PyPortfolio · jrile018 · Jul 3, 2026 · Jul 3, 2026
diff --git a/docs/ExpectedReturns.rst b/docs/ExpectedReturns.rst
@@ -46,6 +46,14 @@ superior models and feed them into the optimizer.
         the mean historical return. However, if you plan on rebalancing much more frequently,
         there is a case to be made for lowering the span in order to capture recent trends.
 
+    .. autofunction:: james_stein_return
+
+        The James-Stein estimator shrinks each asset's sample mean return towards
+        the cross-sectional (grand) mean, reducing the estimation error that
+        mean-variance optimizers are so sensitive to. This is most valuable when
+        there are many assets relative to the length of the price history. The
+        shrinkage intensity can be set manually, or estimated from the data.
+
     .. autofunction:: capm_return
 
     .. autofunction:: returns_from_prices

diff --git a/pypfopt/expected_returns.py b/pypfopt/expected_returns.py
@@ -15,6 +15,7 @@
     - general return model function, allowing you to run any return model from one function.
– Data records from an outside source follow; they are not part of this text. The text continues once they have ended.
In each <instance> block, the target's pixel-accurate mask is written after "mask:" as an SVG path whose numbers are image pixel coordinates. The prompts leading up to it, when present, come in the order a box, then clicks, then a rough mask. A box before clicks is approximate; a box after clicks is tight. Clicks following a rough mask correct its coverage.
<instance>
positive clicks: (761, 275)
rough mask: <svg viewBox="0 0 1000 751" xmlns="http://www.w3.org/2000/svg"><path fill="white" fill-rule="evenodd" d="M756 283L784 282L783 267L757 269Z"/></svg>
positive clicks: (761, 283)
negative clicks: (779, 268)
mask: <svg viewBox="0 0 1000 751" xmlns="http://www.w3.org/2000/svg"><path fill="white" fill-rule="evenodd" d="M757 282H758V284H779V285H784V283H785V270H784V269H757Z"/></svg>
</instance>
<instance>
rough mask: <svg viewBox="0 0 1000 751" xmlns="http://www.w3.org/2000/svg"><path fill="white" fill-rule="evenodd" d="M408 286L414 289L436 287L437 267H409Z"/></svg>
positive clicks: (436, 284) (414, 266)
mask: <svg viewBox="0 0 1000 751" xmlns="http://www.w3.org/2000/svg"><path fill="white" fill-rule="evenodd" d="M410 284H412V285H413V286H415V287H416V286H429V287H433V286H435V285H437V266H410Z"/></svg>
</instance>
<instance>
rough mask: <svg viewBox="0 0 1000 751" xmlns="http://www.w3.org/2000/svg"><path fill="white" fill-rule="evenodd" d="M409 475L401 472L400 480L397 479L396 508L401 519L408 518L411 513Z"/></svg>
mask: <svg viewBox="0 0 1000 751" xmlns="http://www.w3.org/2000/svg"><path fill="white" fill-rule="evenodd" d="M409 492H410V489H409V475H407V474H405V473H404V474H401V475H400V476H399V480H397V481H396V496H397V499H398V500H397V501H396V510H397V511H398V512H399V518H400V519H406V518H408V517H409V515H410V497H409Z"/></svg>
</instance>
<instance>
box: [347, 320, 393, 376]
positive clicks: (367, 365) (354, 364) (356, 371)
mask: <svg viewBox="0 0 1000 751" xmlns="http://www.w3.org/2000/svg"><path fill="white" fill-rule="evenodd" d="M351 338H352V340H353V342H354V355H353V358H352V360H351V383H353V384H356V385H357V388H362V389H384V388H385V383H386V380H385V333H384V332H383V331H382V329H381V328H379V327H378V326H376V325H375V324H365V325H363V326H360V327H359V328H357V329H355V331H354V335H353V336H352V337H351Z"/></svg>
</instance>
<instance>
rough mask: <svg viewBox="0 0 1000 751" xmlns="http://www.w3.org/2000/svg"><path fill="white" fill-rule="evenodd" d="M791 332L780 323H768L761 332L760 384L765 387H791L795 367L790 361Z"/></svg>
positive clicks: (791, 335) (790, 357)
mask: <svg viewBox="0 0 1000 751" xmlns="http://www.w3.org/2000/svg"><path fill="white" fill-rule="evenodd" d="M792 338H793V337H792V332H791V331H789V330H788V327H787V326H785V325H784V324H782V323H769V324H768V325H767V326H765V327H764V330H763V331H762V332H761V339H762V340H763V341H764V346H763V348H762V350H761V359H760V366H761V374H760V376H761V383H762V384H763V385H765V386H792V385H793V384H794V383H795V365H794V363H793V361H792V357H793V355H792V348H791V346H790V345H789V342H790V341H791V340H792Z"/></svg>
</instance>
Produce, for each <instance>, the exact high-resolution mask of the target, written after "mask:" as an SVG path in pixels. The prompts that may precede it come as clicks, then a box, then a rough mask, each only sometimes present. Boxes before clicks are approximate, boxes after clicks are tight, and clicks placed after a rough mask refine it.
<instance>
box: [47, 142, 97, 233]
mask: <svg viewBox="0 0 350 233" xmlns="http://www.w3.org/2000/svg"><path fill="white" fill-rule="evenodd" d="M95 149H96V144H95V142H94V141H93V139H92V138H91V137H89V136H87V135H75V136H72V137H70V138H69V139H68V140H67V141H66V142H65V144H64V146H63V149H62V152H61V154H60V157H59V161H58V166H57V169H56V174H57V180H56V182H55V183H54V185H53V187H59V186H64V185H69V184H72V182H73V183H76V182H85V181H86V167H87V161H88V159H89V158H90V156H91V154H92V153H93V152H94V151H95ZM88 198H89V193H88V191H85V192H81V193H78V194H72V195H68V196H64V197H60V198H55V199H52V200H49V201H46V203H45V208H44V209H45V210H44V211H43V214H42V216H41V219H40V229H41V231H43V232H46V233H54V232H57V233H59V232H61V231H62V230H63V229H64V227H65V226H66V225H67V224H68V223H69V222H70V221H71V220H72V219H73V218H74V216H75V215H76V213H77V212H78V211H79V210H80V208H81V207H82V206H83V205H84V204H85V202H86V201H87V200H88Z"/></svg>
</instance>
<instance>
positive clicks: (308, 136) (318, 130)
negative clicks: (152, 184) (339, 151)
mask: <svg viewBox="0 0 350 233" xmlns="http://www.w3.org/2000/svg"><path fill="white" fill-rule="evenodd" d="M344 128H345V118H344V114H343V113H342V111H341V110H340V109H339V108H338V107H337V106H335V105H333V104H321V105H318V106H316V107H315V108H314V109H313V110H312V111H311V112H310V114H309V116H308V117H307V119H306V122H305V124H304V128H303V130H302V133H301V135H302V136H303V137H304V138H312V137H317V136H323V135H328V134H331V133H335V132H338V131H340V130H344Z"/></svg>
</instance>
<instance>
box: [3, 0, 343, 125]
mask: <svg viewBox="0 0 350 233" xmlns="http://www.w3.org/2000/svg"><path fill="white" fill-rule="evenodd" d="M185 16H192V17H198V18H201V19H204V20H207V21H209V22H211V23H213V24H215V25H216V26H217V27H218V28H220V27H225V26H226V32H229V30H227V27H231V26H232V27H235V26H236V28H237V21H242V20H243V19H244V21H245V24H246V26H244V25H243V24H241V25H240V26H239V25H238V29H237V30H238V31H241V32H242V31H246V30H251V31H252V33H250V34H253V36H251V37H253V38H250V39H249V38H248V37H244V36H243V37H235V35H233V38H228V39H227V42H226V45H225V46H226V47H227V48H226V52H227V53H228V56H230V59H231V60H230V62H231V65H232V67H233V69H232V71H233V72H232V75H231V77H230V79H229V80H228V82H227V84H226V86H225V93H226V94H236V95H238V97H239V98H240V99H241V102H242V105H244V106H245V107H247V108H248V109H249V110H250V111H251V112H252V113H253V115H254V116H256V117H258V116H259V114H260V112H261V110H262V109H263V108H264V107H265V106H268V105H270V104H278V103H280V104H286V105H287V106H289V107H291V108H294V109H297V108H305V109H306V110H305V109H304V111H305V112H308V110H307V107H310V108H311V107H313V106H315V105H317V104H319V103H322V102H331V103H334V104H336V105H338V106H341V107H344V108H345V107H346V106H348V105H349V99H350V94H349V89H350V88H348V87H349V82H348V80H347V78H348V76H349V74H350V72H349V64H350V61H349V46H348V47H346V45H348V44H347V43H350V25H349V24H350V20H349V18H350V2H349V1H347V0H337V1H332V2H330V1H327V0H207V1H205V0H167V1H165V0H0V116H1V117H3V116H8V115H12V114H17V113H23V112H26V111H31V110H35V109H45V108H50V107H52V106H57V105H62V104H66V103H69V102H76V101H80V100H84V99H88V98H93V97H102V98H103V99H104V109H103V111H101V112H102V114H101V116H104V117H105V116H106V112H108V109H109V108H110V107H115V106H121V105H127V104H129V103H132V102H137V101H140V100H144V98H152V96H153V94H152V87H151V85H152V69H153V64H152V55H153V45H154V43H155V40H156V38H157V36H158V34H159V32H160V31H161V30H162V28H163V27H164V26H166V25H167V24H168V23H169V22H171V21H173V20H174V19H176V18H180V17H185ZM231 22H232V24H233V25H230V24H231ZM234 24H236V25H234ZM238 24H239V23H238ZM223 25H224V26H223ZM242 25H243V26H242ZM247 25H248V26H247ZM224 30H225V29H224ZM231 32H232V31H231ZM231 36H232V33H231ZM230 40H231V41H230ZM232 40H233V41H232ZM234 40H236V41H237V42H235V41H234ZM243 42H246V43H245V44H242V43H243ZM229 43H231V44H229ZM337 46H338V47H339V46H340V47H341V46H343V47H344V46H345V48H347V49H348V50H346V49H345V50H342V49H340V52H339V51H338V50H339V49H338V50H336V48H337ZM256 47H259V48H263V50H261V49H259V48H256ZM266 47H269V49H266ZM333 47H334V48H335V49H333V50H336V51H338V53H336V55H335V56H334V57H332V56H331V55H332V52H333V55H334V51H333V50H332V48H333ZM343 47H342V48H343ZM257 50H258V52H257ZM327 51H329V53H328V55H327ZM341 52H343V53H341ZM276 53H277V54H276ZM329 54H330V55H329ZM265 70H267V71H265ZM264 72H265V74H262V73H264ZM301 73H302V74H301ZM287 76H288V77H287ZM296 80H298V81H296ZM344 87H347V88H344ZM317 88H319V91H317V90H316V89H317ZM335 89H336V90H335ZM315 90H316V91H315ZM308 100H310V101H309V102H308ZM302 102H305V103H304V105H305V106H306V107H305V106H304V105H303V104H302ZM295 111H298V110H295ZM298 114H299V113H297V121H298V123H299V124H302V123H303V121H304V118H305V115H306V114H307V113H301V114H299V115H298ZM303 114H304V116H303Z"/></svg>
     - mean historical return
     - exponentially weighted mean historical return
+    - James-Stein shrinkage estimate of returns
     - CAPM estimate of returns
 
 Additionally, we provide utility functions to convert from returns to prices and vice-versa.
@@ -104,6 +105,7 @@ def return_model(prices, method="mean_historical_return", **kwargs):
 
         - ``mean_historical_return``
         - ``ema_historical_return``
+        - ``james_stein_return``
         - ``capm_return``
 
     Raises
@@ -122,6 +124,8 @@ def return_model(prices, method="mean_historical_return", **kwargs):
         return ema_historical_return(prices, **kwargs)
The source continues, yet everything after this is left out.